A weight change in adults requires evaluation for potential secondary causes if the loss or gain of total body weight cannot be attributed to purposeful alterations in diet or activity. There are few data, however, to specify the exact weight change that is clinically significant. Weight loss is considerably more indicative of underlying pathology than is weight gain. For example, a minimum loss of 7% of body weight in less than 6 months represents a potentially serious symptom. As the loss or gain approaches 25% of body weight, morbidity and mortality rise more rapidly regardless of the cause.

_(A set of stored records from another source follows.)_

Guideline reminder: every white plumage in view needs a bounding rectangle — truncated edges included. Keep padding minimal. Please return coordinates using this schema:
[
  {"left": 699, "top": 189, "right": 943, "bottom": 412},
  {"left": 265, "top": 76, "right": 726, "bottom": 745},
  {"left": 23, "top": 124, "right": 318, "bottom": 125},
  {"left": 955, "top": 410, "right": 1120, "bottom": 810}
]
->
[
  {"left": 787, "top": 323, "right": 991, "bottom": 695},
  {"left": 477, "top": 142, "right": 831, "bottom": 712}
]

Weight loss or gain in our society has major financial and medical implications, as witnessed by the plethora of popular diets and the relationship of weight change to health and disease. Thus the patient often volunteers information in this area and presents more frequently with complaints of weight gain rather than loss. Initially, by an open-ended question, the patient should be asked to describe the weight change and the circumstances surrounding it. The most important subsequent details are the usual weight, present weight, the time course of the weight change, and any changes in appetite. If the patient is not sure of these crucial components, it is often helpful to ask about a change in dress or belt size, or weights at memorable events such as graduation, marriage, military service, and vacation times. In some instances, relatives and friends may need to be questioned to expand or confirm areas of uncertainty.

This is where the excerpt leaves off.